Course Description

Foundations of Data Science combines three perspectives: inferential thinking, computational thinking, and real-world relevance. Given data arising from some real-world phenomenon, how does one analyze that data so as to understand that phenomenon? The course teaches critical concepts and skills in computer programming and statistical inference, in conjunction with hands-on analysis of real-world datasets, including economic data, document collections, geographical data, and social networks. It delves into social issues surrounding data analysis such as privacy and design.

Prerequisites

This course does not have any prerequisites beyond high-school algebra. The curriculum and format is designed specifically for students who have not previously taken statistics or computer science. Students with some prior experience in either statistics or computing are welcome to enroll, though some parts of the course will be slow. Students who have taken both statistics and computer science courses at Cal before should take a more advanced course instead.

**Materials & Resources**

Our primary text is called Computational and Inferential Thinking: The Foundations of Data Science. This text was written for the course by a team of course instructors.

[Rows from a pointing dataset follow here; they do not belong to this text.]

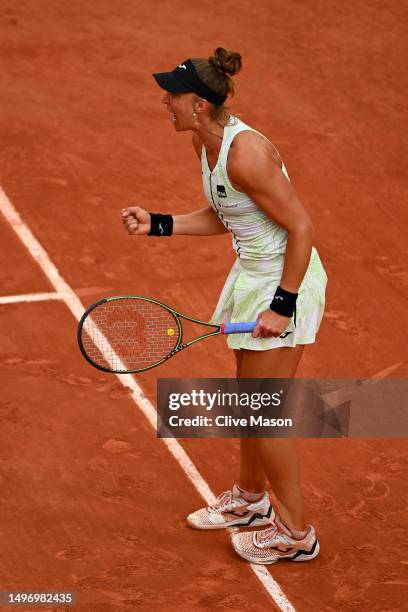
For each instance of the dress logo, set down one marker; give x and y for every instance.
(221, 191)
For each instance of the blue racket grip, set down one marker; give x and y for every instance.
(237, 328)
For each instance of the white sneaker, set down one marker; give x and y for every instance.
(275, 544)
(232, 510)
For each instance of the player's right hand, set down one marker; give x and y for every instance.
(136, 220)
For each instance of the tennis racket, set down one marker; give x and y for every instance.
(131, 334)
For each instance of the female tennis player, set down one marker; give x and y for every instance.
(277, 280)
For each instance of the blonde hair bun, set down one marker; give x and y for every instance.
(227, 62)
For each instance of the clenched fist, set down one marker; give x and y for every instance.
(136, 220)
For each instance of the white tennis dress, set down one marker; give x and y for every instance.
(260, 244)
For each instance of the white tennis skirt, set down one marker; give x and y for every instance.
(249, 290)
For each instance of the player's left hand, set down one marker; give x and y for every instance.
(270, 324)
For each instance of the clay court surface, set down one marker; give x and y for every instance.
(90, 500)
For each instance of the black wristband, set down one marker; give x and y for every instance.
(284, 302)
(160, 225)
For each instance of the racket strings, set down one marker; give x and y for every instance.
(129, 334)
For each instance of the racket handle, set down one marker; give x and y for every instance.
(237, 328)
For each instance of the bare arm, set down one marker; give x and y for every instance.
(252, 169)
(203, 222)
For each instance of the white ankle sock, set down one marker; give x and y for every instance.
(249, 496)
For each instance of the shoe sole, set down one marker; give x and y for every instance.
(299, 556)
(256, 520)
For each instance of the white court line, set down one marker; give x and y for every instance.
(68, 296)
(30, 297)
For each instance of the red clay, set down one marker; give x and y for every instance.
(90, 500)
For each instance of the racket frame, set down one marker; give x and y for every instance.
(179, 346)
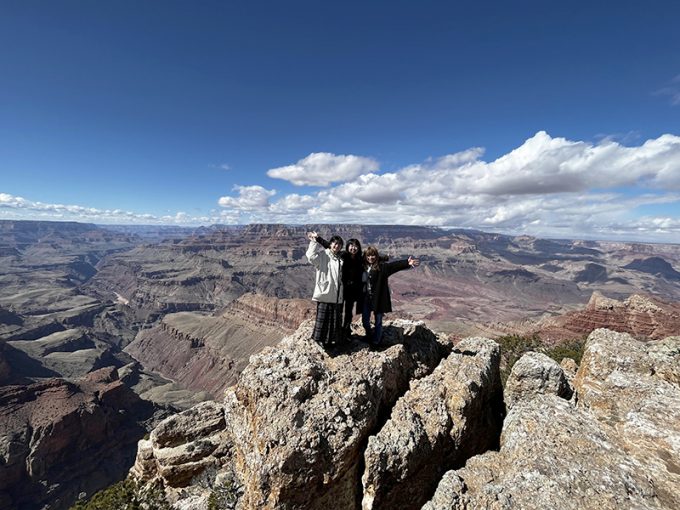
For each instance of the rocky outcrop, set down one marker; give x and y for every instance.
(284, 314)
(638, 315)
(62, 438)
(184, 446)
(298, 420)
(443, 420)
(534, 374)
(614, 447)
(634, 388)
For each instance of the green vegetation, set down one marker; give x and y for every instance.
(514, 346)
(224, 495)
(126, 495)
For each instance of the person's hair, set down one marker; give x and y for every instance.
(356, 243)
(371, 250)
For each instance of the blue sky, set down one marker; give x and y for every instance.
(518, 117)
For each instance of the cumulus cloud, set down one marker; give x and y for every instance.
(324, 168)
(547, 186)
(250, 198)
(672, 90)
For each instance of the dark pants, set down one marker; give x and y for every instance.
(366, 320)
(328, 324)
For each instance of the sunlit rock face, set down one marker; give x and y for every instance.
(61, 438)
(615, 444)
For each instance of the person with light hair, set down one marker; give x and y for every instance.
(328, 291)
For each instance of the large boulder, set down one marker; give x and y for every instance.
(634, 387)
(59, 438)
(445, 418)
(615, 446)
(551, 456)
(300, 418)
(291, 432)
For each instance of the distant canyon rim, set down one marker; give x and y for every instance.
(159, 319)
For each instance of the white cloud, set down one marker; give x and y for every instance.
(672, 90)
(250, 198)
(324, 168)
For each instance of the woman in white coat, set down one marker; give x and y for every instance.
(328, 292)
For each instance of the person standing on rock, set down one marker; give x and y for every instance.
(352, 284)
(377, 291)
(328, 292)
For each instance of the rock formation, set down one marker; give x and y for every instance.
(298, 420)
(444, 419)
(535, 373)
(638, 315)
(62, 438)
(614, 447)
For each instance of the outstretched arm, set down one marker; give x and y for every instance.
(400, 265)
(314, 250)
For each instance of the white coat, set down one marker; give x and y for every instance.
(328, 284)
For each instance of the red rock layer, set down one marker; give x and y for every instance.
(62, 438)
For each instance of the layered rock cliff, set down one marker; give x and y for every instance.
(208, 353)
(62, 438)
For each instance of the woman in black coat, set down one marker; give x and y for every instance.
(377, 291)
(352, 283)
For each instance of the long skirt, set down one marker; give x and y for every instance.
(328, 325)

The computing platform for the course is hosted at data8.berkeley.edu. Students are not required to have their own computer, but most choose to use their own computer for the course. Using the Google Chrome browser, navigate to data8.berkeley.edu from any machine to use the course computing platform. If you do not have access, notify the course staff.

**Support**

You are not alone in this course; the staff and instructors exist to support you as you learn the material. It's expected that some aspects of the course will take time to master, and the best way to master challenging material is to ask questions. For online questions, use Piazza. We will also hold office hours in the afternoons for in-person discussions.

**Labs**

Weekly labs are a required part of the course and should be submitted during your lab session. If you cannot attend lab, you may complete lab assignments remotely, but attendance is highly recommended. Each person must submit each lab independently, but you are welcome to collaborate with other students in your lab room. If you choose to complete labs remotely, you must work alone. Labs are due at 7pm on the Friday of the week that the lab is released.

**Projects**

Data science is about analyzing real-world data sets, and so a series of projects involving real data are a required part of the course. You may work with a single partner on all projects, and we strongly recommend that you find a partner in your lab section. The course staff will help pair up students during the first few labs.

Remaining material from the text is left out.